Brenda Lee: o Anjo da Guarda das travestis brasileiras durante os anos sombrios da AIDS
[#MêsDoOrgulho] Conheça a história esquecida da mulher que abriu as portas da própria casa para receber os doentes e abandonados pelo poder público durante os anos 1980
Olá, tudo bem? Murillo, aqui :D
Dá para acreditar que essa é a penúltima edição de junho? Mais uma semana se passou desde nosso último encontro. Espero que tudo tenha ido bem.
O friozinho chegou aqui no cerrado. Começo os dias debaixo de três cobertas, lutando pra sair delas. Não que seja todo esse frio, se considerarmos o ponto de vista “sudestino” do país. Mas, para um goiano magrelo acostumado com máximas diárias de 32º, quando batem os 22º é motivo para não esquentar mais os pés.
Enquanto eu me esquento aqui, fique com mais uma edição da nossa news — que está lindíssima!
Um abração!
Murillo Costa
Brenda Lee: o Anjo da Guarda das travestis brasileiras durante os anos sombrios da AIDS
Brenda Lee é sinônimo de amor, abnegação, solidariedade e luta. Sua vida é um exemplo poderoso de como a empatia e a determinação podem transformar vidas e comunidades inteiras. Conheça a travesti que fez de sua própria casa a casa de pessoas abandonadas pelo poder público durante os anos mais tensos da pandemia de AIDS.
Um símbolo de resistência e solidariedade
Nascida em 10 de janeiro de 1948, em Bodocó, Pernambuco, Brenda Lee foi uma figura emblemática na luta pelos direitos das pessoas trans e travestis no Brasil. Sua trajetória de vida, marcada por desafios e superações, transformou-a em um ícone de resistência e um verdadeiro anjo da guarda para muitas pessoas marginalizadas.

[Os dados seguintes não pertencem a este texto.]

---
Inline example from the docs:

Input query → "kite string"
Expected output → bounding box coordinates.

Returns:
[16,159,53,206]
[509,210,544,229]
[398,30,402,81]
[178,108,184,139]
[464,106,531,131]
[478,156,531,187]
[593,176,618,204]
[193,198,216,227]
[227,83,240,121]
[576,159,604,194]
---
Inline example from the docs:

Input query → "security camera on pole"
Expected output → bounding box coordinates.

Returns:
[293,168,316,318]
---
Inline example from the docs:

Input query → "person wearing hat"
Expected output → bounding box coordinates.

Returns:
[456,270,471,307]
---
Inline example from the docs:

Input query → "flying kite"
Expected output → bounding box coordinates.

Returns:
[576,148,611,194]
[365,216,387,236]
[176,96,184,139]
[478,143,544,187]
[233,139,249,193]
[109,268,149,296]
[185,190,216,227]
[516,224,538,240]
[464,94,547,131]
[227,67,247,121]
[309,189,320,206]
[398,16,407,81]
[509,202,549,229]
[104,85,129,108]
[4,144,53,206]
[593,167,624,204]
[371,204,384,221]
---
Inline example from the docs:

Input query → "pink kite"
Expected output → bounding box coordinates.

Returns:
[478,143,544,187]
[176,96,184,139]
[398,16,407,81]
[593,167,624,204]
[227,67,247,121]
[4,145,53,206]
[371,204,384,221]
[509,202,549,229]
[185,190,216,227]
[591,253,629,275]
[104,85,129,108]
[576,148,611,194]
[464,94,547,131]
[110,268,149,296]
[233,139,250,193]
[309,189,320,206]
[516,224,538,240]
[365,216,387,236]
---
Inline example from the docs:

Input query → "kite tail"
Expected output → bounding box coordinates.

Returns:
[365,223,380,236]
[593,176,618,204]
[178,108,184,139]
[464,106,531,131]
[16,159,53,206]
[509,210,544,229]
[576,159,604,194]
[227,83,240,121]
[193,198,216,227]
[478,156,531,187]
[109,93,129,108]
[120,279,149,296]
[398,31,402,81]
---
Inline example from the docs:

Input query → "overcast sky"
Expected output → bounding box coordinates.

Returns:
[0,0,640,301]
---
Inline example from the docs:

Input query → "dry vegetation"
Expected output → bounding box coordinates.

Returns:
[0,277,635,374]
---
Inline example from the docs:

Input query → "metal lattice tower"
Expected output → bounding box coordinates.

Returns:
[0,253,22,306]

Na década de 1970, Brenda, ainda jovem, enfrentou a dura realidade de viver como travesti em uma sociedade profundamente conservadora e preconceituosa. Apesar dos obstáculos, sua coragem e determinação foram essenciais para abrir caminhos e criar espaços seguros para outras travestis.
“Eu sabia que precisava fazer algo, não apenas por mim, mas por todas nós.”
O Palácio das Princesas
O primeiro caso brasileiro de HIV foi registrado em 1980, na cidade de São Paulo. Três anos depois, em 1983, 1.283 pessoas no país morreram devido à doença. Naquela década, o Brasil enfrentava uma forte crise econômica, com altas taxas de inflação, desemprego e endividamento externo.

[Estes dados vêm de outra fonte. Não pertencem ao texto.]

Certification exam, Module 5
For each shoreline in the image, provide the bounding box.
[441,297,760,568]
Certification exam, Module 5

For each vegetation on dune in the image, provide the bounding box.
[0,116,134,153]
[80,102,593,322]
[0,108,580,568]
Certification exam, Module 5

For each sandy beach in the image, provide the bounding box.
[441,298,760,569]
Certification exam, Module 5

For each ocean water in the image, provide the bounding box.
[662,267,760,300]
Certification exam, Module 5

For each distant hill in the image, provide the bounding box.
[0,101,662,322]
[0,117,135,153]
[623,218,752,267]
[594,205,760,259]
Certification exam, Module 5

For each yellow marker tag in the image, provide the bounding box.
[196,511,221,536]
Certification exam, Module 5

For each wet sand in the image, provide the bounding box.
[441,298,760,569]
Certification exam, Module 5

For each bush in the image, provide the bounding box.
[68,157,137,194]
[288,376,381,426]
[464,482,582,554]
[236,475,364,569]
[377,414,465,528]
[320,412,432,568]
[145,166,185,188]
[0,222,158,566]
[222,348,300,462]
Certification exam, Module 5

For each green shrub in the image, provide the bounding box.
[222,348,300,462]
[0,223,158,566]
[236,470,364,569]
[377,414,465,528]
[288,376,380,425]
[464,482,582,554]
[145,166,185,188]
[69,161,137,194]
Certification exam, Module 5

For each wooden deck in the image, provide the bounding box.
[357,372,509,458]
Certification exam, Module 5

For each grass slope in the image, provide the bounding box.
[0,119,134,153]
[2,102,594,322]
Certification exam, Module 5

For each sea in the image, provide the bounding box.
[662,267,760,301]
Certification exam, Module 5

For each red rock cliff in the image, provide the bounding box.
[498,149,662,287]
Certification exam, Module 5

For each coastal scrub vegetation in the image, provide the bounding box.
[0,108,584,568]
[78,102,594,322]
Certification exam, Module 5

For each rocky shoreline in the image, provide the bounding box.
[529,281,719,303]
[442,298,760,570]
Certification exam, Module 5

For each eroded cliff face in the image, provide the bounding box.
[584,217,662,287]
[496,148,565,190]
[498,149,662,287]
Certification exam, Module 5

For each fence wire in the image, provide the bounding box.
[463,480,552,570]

Além disso, a sociedade viu ascender grupos neoliberais no poder executivo, que priorizavam a redução do tamanho do Estado e a privatização de serviços públicos. Isso impactou negativamente o financiamento de programas de prevenção e tratamento da AIDS.
Grupos religiosos conservadores exerceram influência significativa na política brasileira na década de 1980. Eles frequentemente se opunham a campanhas de prevenção à AIDS, especialmente aquelas relacionadas à distribuição de preservativos e educação sexual.

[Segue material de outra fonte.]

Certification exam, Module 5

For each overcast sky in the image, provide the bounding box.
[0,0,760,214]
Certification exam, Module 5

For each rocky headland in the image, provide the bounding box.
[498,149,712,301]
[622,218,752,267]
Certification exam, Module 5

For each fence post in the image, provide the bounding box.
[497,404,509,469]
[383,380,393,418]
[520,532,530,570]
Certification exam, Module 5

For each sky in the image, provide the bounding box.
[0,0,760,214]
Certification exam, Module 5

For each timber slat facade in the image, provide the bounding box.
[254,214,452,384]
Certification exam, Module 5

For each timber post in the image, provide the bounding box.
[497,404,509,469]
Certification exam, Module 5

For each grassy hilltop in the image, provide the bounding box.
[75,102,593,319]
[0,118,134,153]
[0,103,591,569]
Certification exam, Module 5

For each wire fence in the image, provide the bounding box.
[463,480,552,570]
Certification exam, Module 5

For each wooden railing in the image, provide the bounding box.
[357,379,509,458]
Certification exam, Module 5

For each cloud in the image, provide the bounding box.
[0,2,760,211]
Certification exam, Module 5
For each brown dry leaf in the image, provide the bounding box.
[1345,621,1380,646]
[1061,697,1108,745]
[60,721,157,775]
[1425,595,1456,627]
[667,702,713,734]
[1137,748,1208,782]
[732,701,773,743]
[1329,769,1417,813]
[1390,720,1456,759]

Para completar o quadro, desinformação sobre a doença e estigmatização das pessoas vivendo com HIV/AIDS inundaram o senso comum. Como geralmente é, coube aos próprios marginalizados organizarem-se e cuidarem-se uns dos outros.
Em 1984, Brenda Lee fundou a Casa de Apoio Brenda Lee, também chamada de “Palácio das Princesas”, uma instituição dedicada ao acolhimento de travestis e pessoas vivendo com HIV/AIDS. Localizada no bairro do Flamengo, no Rio de Janeiro, a casa rapidamente se tornou um refúgio seguro para aqueles que eram frequentemente rejeitados pela família e pela sociedade.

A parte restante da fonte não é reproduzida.